Abbandonò la figlia, appena partorita, in un cassonetto. E così la uccise. Ora, a distanza di quasi quattro anni da quei tragici avvenimenti, il sostituto procuratore generale di Palermo Emanuele Ravaglioli chiede per lei una condanna a 21 anni e due mesi di carcere. Torna dunque alle cronache V.P., la giovane palermitana che si rese protagonista del gesto nel novembre del 2014.
In primo grado la donna era stata dichiarata incapace di intendere e di volere e assolta dalla corte d’assise di Palermo. Il dibattimento di secondo grado si è basato tutto sulle perizie psichiatriche. Per i consulenti della difesa la donna non era in sé quando gettò, dopo averla partorita in casa, la neonata.

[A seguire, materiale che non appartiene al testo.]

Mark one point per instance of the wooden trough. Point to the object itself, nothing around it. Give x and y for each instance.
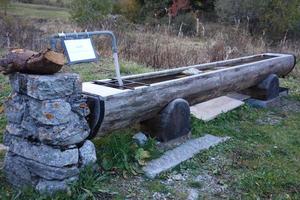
(143, 96)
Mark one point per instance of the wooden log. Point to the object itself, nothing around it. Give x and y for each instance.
(127, 107)
(31, 62)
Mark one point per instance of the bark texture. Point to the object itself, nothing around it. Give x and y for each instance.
(31, 62)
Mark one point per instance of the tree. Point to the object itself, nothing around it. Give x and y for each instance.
(129, 8)
(4, 4)
(86, 12)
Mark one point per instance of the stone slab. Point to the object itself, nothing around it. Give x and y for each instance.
(180, 154)
(267, 103)
(211, 109)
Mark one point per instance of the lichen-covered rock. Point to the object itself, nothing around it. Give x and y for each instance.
(50, 112)
(79, 105)
(45, 154)
(87, 154)
(74, 132)
(46, 126)
(15, 108)
(48, 87)
(16, 130)
(17, 173)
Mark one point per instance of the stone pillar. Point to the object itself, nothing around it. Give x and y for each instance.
(46, 131)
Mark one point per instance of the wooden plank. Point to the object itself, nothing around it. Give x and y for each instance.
(133, 106)
(211, 109)
(100, 90)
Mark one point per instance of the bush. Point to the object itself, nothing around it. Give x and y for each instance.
(90, 11)
(129, 8)
(274, 17)
(187, 22)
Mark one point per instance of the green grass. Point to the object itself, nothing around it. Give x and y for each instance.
(261, 161)
(38, 11)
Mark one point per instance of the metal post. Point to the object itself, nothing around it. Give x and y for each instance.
(56, 37)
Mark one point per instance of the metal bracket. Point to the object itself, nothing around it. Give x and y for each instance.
(61, 36)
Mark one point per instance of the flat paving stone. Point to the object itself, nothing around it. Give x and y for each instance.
(180, 154)
(211, 109)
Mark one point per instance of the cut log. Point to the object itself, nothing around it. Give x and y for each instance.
(31, 62)
(124, 107)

Si liberò della bimba come si fa di «un oggetto pericoloso che la mente della madre si rifiuta di considerare un figlio», hanno sostenuto gli esperti – un criminologo e una psichiatra – per i quali la Pilato avrebbe un disturbo grave dell’umore che si «accompagna a vissuti dissociativi e paranoidei».
Una patologia presente al momento dell’infanticidio e al momento del parto avvenuto «dopo una rilevante negazione della gravidanza e di qualsiasi reazione affettiva ad esso legata». Di diverso avviso i consulenti nominati dal gip nella fase dell’incidente probatorio che, pur ammettendo l’esistenza di un «disturbo di adattamento», ne hanno sostenuto la lucidità.